Era uno dei segreti peggio custoditi nel mondo della streetwear: Supreme doveva il suo logo all’artista provocatrice americana Barbara Kruger, nota soprattutto per i suoi lavori artistici che combinavano testo e immagine, i quali potrebbero essere considerati i precursori dei meme. Ai primi anni ’10, Supreme era il marchio più acclamato nell’ambito della moda, promuovendo una cultura di drop e collaborazioni attraverso prodotti che erano nello stesso tempo esclusivi e populisti, quotidiani e da collezione. Il suo logo, quel vivace rettangolo rosso con le lettere nel carattere Futura Bold Oblique, era divenuto improvvisamente ubique, applicato su T-shirt, skateboards, ciotole per cani, nunchaku, harmoniche e apparentemente su qualsiasi altra cosa.
La storia di come il logo di Supreme sia venuto a somigliare così strettamente allo stile grafico di Kruger inizia più o meno così: nel 1994, James Jebbia, fondatore di Supreme, per commemorare l’apertura del suo negozio di skateboard a downtown Manhattan, mise in commercio tre magliette. Una raffigurava uno skater anonimo degli anni ’70, un’altra mostrava il volto orso grizzly di Robert De Niro in Taxi Driver, e una terza era bianca con nient’altro che l’ormai iconico rettangolo rosso. Per arrivare al logo, Jebbia aveva dato al team di progettazione uno dei libri di Kruger, molto probabilmente il suo “Remote Control: Power, Cultures, and the World of Appearances” del 1994.
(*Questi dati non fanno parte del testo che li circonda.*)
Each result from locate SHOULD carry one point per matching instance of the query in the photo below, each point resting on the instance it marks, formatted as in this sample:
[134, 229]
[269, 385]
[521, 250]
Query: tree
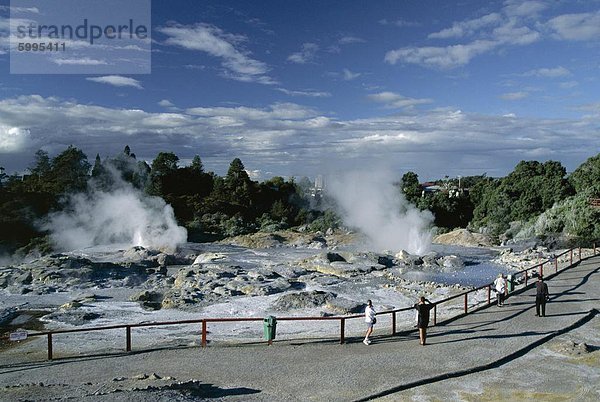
[164, 167]
[197, 164]
[411, 187]
[69, 172]
[98, 169]
[587, 177]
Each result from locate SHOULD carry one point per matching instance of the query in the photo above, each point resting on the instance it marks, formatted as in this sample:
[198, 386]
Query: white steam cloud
[374, 205]
[124, 216]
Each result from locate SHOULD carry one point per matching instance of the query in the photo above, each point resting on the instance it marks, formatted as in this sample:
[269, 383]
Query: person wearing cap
[541, 296]
[370, 320]
[423, 307]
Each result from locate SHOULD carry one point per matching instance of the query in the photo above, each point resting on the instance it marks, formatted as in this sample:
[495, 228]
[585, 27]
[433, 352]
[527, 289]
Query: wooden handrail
[341, 319]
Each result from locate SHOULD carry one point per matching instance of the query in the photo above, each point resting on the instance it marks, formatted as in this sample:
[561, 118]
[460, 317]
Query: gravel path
[462, 359]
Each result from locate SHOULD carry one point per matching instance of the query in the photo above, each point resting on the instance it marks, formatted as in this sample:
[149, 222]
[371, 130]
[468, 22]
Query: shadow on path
[495, 364]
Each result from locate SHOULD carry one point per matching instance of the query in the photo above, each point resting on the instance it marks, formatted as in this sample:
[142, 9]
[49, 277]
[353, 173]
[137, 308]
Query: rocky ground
[283, 273]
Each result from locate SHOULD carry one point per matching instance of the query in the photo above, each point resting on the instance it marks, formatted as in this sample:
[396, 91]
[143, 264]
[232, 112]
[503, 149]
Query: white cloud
[292, 139]
[166, 103]
[306, 55]
[511, 96]
[440, 57]
[400, 23]
[568, 84]
[394, 100]
[468, 27]
[584, 26]
[515, 24]
[348, 40]
[309, 93]
[13, 139]
[86, 61]
[548, 72]
[520, 8]
[210, 39]
[349, 75]
[117, 81]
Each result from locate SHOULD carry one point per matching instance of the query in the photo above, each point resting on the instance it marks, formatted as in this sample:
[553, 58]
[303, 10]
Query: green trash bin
[270, 327]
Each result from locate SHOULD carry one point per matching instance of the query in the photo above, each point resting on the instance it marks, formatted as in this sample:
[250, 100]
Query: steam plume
[123, 216]
[370, 202]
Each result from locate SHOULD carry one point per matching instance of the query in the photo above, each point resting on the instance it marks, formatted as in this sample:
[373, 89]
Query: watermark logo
[80, 37]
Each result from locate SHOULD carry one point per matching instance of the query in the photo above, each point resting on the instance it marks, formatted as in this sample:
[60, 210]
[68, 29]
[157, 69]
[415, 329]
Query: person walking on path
[423, 307]
[370, 320]
[501, 289]
[541, 296]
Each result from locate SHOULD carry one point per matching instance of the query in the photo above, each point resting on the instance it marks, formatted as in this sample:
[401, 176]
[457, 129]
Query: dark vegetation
[211, 207]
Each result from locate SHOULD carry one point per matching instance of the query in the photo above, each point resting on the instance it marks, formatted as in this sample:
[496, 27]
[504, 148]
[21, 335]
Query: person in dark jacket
[541, 296]
[423, 307]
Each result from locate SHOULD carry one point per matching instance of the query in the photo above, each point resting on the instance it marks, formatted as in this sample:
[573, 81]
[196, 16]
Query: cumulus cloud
[292, 139]
[514, 25]
[399, 23]
[348, 40]
[348, 75]
[166, 103]
[584, 26]
[309, 93]
[237, 62]
[510, 96]
[394, 100]
[13, 139]
[548, 72]
[85, 61]
[306, 55]
[468, 27]
[117, 81]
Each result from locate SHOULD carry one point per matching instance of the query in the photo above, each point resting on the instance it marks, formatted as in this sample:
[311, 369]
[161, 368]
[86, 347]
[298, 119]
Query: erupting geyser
[371, 203]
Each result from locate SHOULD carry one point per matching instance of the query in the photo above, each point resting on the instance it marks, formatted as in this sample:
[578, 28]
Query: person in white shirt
[501, 289]
[370, 320]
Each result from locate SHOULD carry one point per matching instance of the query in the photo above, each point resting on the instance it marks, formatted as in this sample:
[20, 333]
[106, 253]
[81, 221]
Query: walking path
[391, 368]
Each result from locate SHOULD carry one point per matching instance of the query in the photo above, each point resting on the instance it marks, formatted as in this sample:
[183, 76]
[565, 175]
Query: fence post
[571, 257]
[49, 346]
[128, 338]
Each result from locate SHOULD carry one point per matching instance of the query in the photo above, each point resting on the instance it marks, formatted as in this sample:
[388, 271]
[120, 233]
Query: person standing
[500, 286]
[541, 296]
[423, 307]
[370, 320]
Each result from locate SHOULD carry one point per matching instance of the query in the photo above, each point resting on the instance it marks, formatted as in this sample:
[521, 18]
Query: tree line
[208, 205]
[536, 198]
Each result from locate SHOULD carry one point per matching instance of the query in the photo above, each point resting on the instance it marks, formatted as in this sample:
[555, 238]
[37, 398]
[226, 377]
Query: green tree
[164, 167]
[411, 187]
[587, 177]
[69, 171]
[197, 164]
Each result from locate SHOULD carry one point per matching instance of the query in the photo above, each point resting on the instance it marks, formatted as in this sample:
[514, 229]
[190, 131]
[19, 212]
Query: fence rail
[520, 277]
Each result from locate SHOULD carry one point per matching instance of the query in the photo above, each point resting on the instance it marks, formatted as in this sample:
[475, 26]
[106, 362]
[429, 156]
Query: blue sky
[297, 88]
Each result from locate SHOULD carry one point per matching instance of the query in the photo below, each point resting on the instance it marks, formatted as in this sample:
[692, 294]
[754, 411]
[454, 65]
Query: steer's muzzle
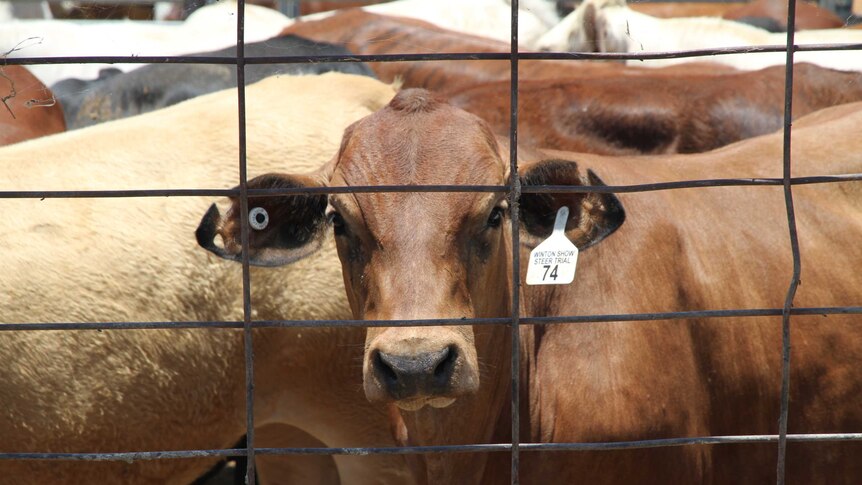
[413, 375]
[406, 376]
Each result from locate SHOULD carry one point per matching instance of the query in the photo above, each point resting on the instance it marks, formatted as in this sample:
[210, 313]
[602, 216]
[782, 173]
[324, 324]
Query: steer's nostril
[446, 365]
[384, 370]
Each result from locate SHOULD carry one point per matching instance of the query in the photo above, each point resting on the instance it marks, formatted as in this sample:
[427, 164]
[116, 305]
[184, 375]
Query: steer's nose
[421, 374]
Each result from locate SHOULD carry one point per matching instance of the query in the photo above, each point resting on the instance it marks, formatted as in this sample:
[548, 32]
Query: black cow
[116, 94]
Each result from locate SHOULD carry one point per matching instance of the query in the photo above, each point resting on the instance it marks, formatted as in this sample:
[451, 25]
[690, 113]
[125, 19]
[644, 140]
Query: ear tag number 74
[553, 261]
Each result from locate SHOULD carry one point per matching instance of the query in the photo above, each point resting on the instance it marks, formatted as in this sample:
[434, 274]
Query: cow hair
[415, 100]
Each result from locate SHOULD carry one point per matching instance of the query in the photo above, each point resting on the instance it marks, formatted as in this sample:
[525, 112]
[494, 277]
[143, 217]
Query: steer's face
[416, 255]
[409, 256]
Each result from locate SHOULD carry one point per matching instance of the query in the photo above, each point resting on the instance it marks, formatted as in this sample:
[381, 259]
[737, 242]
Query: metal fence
[514, 190]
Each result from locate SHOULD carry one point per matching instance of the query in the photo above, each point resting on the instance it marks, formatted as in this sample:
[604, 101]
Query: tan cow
[431, 255]
[130, 259]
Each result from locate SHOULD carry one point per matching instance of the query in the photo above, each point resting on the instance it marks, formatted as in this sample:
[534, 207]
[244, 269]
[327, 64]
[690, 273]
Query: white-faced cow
[422, 255]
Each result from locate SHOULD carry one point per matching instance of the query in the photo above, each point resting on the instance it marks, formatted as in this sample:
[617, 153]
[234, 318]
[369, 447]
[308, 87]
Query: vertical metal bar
[794, 245]
[515, 195]
[246, 277]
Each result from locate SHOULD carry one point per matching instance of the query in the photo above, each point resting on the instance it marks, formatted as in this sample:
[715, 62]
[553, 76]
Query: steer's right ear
[282, 228]
[593, 216]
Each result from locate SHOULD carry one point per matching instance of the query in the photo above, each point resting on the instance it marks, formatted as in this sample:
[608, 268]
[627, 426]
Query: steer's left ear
[592, 216]
[282, 228]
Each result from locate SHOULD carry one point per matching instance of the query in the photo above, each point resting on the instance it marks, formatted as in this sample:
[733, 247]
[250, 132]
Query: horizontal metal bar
[531, 189]
[690, 184]
[113, 194]
[454, 56]
[631, 317]
[493, 447]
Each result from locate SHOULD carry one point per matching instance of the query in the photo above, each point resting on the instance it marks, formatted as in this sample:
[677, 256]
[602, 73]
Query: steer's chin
[416, 404]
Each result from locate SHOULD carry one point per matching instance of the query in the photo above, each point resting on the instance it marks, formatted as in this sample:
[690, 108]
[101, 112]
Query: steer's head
[415, 255]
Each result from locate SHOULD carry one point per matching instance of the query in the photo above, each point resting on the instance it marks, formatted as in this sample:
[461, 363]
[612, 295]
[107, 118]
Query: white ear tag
[553, 261]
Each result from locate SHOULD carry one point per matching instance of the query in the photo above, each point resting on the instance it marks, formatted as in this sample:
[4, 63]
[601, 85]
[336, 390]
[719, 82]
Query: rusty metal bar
[531, 189]
[432, 57]
[784, 405]
[514, 210]
[603, 318]
[244, 238]
[493, 447]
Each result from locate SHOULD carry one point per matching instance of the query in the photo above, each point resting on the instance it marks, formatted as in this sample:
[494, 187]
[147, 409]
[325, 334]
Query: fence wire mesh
[513, 189]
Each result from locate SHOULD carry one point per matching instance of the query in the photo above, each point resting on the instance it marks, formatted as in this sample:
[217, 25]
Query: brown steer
[428, 255]
[28, 109]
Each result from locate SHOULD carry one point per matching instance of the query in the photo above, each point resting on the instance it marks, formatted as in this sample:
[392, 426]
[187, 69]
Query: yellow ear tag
[553, 261]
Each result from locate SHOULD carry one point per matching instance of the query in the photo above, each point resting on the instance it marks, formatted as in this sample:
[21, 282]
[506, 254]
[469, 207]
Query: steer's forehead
[420, 139]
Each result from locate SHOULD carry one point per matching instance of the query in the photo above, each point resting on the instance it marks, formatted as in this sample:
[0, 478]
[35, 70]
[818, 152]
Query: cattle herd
[128, 319]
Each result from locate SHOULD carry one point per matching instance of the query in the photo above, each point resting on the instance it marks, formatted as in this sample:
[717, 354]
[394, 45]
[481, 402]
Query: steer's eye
[337, 223]
[496, 217]
[258, 218]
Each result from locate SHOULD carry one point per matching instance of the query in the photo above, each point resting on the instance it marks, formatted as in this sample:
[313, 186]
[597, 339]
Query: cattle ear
[282, 228]
[592, 216]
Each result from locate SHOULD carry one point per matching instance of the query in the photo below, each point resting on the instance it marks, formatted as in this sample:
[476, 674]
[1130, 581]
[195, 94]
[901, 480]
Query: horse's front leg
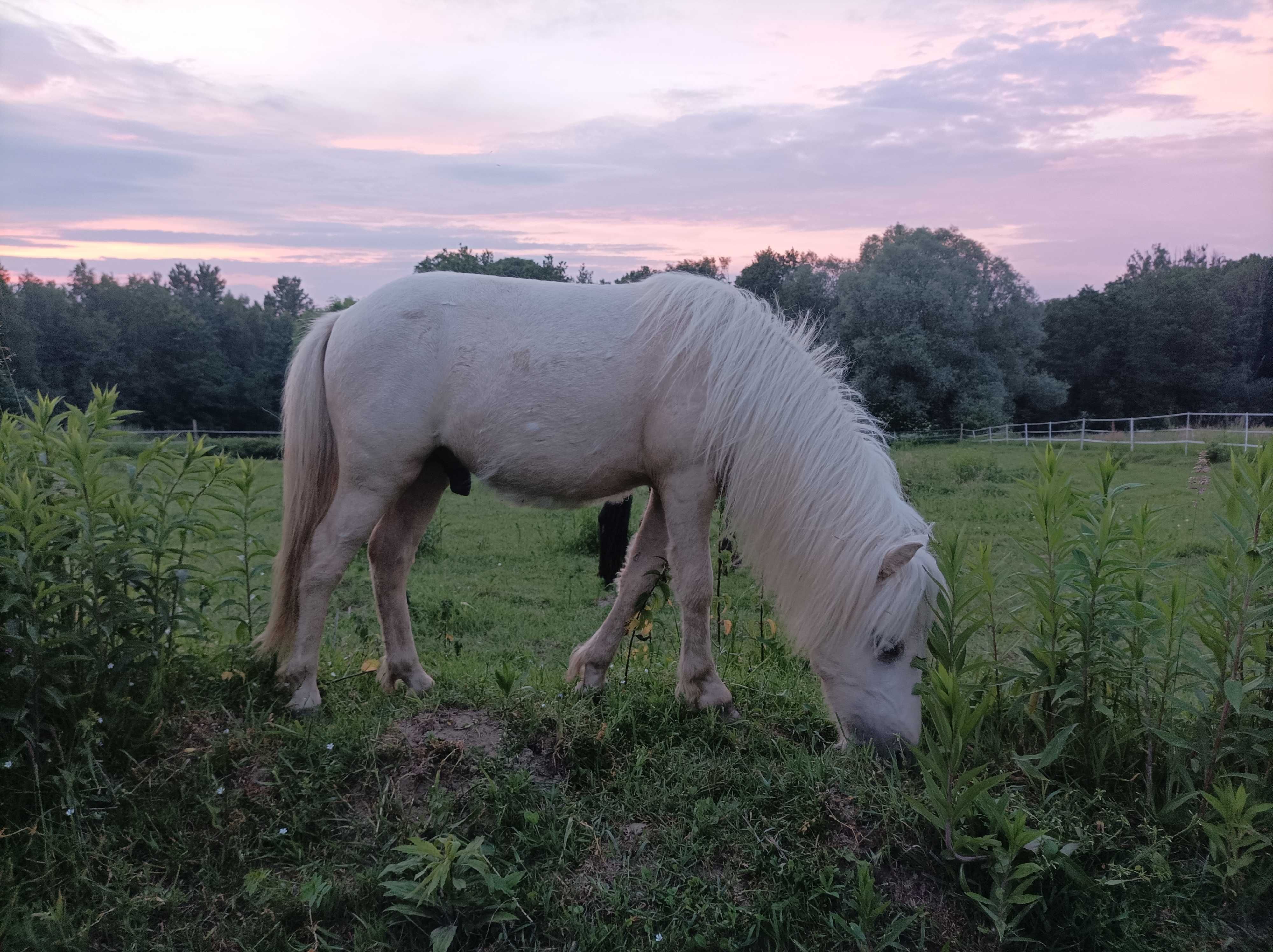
[689, 498]
[391, 553]
[646, 557]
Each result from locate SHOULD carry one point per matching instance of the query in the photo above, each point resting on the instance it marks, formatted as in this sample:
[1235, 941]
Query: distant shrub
[127, 444]
[249, 447]
[925, 477]
[976, 465]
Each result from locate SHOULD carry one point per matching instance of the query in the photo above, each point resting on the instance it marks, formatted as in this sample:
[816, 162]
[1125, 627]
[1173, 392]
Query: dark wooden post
[613, 539]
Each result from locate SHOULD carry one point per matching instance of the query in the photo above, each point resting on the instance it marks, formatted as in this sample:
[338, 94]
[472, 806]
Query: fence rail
[1164, 430]
[1244, 431]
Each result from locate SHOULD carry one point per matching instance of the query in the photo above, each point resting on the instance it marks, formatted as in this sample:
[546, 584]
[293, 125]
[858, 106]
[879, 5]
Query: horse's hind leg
[348, 524]
[391, 553]
[646, 556]
[689, 500]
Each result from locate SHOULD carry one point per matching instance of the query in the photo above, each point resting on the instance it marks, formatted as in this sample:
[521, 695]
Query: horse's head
[868, 678]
Supreme, però, non ammise mai pubblicamente di aver strappato lo stile di Kruger. Era così palese, che non c’era bisogno che lo facesse. D’altronde, appropriarsi giocosamente di elementi della cultura contemporanea era nel DNA del marchio, parte dello stesso spirito che fece nascere il logo di Stüssy, una rivisitazione artistica delle C di Chanel. Ma cosa pensava Kruger di questa appropriazione del suo lavoro? Forse era indifferente, guidata dalla sua convinzione che le leggi su marchi e diritto d’autore, che avrebbe potuto invocare per portare Supreme in tribunale, fossero strumenti del capitalismo corporativo. “Non sono proprietaria di un carattere tipografico”, avrebbe detto in seguito.
O forse era irritata nel vedere l’estetica che aveva creato per criticare il consumismo, come nell’opera del 1987 intitolata “Untitled (I shop therefore I am)”, sfruttata per vendere merci. Tuttavia, era difficile dire cosa pensasse veramente. Kruger si mostrava riluttante ad essere intervistata e non disse nulla di Supreme e della sua operazione di marketing. Almeno fino al 2013.
Quell’anno, Jebbia intentò una causa da 10 milioni di dollari contro Married to the Mob, un marchio per donne, fondato nel 2004 da Leah McSweeney, che aveva ridicolizzato l’atteggiamento da club per soli maschi tanto diffuso nel mondo della streetwear e dello skate. Una linea particolarmente riuscita fu quella con i cappelli e le magliette recanti le parole “supreme bitch” sullo stile di Kruger-Supreme. Rihanna ne era una fan, così come la modella Cara Delevingne. Urban Outfitters stoccava i suoi prodotti, come faceva Union, il negozio di Jebbia a Spring Street. Quando Married to the Mob depositò il marchio per il termine, Jebbia rispose accusando McSweeney di contraffazione del marchio, concorrenza sleale, violazione e designazione falsa di origine, ovvero che i consumatori confondevano i prodotti di MTTB con quelli di Supreme.
Ma non prima che Kruger intervenisse. Interrogata da Complex sul contenzioso, l’artista rispose via e-mail con un documento Word allegato intitolato “fools.doc”. “Che ridicolo pasticcio di Joker assolutamente non cool”, scrisse. “Creo il mio lavoro a partire da questa triste e sciocca farsa. Aspetto che tutti mi citino in giudizio per violazione del diritto d’autore.” In realtà, Kruger non stava criticando tanto l’appropriazione estetica da parte di Supreme, quanto una cultura contemporanea che considerava vuota, dissimulata e mercenaria. Di conseguenza, presto apparvero in vendita online cappelli, T-shirt e sticker con le lettere WARCOTUJ.
Questa storia rappresenta un interessante episodio nel mondo dell’arte e della moda ed evidenzia come, spesso, le due sfere si sovrappongono e si influenzano reciprocamente. Gli eventi come questo servono a ricordare il valore dell’arte originale e l’importanza del riconoscimento dei diritti d’autore, pur in un contesto di costante appropriazione e rielaborazione. L’arte sa mordere, soprattutto quando il suo valore viene messo in discussione.